Comandamenti per la libertà. Il decalogo tra coscienza religiosa e civile

Gaia De Vecchi, Alberto Mattioli
In Dialogo – ITL libri, Milano 2021, pp. 200, € 17
Scheda di: 
Fascicolo: febbraio 2022

Che cosa sono i Dieci comandamenti? Perché quando pensiamo al Decalogo ci vengono in mente parole negative come diniego, coercizione, obblighi a non compiere determinate azioni? Ha ancora senso parlarne oggi? Cos’ha da dire agli uomini e alle donne del nostro tempo?

A queste domande prova a rispondere questo volume, con l’intento di ribaltare la visione negativa presente nell’opinione pubblica, attualizzando e calando nella realtà concreta di oggi i precetti consegnati a Mosè sul monte Sinai.

Il libro prova a indicare una strada di libertà e di pienezza, un cammino d’amore per meglio conoscere se stessi e gli altri. Come ha scritto Francesco Occhetta nella prefazione, «la rilettura del Decalogo nasce dal desiderio di un confronto, al fine di aiutare a formare, in una costante ricerca, coscienze mature che hanno come obiettivo quello di trovare, migliorare, cambiare e rinnovare un insieme di condizioni che permettano a ciascuno di perseguire la propria realizzazione umana» (p. 9). I comandamenti ci parlano di relazione, di apertura agli altri, di libertà che si gioca e si realizza soltanto nell’incontro con l’Altro/altro.

Le riflessioni contenute nel testo ripercorrono una per una le indicazioni date a Mosè: nella prima parte si affrontano i comandamenti che trattano della relazione intima di ciascuno/a con Dio padre. Nella seconda parte, poi, si percorrono le relazioni con gli altri e i legami sociali che sono alla base della convivenza civile e della realizzazione del bene comune. Il «Non avrai altri dei di fronte a me» (Deuteronomio 5,7), ad esempio, mette in evidenza le grandi costruzioni ideologiche e totalitarie che hanno caratterizzato il XX secolo e quelle che oggi caratterizzano i nostri tempi difficili: il liberismo sfrenato e il populismo, entrambi segnati profondamente da una semplificazione e da un riduzionismo che annientano le differenze.

Il comandamento «Non ruberai» assume una dimensione molto più ampia del semplice non sottrarre denaro: rubare oggi significa togliere alle giovani generazioni il futuro, rubare la possibilità di uno sviluppo sostenibile distraendo risorse economiche e governandole in malo modo, lasciando che la criminalità organizzata prosperi, che la corruzione e l’evasione fiscale dilaghino, che l’illegalità non venga contrastata con efficacia e risolutezza.

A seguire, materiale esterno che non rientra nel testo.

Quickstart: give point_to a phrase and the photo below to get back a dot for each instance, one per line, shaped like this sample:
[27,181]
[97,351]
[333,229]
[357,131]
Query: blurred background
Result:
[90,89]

I comandamenti sono una provocazione forte a passare dall’io al noi, per ripensarsi in un impegno comune per costruire un mondo più giusto e fraterno. Il Decalogo interroga sia la coscienza religiosa di chi crede sia la coscienza civile di tutti gli uomini e tutte le donne di buona volontà, di generazione in generazione. Oggi chiamano in causa la nostra responsabilità matura e adulta – professionisti, insegnanti, educatori, formatori, imprenditori, amministratori e politici – per costruire un agire sociale che ci permetta di vivere “da fratelli e sorelle” nella comunità politica. Che implementi, cioè, sempre di più l’humanum come essere profondamente dialogico e relazionale.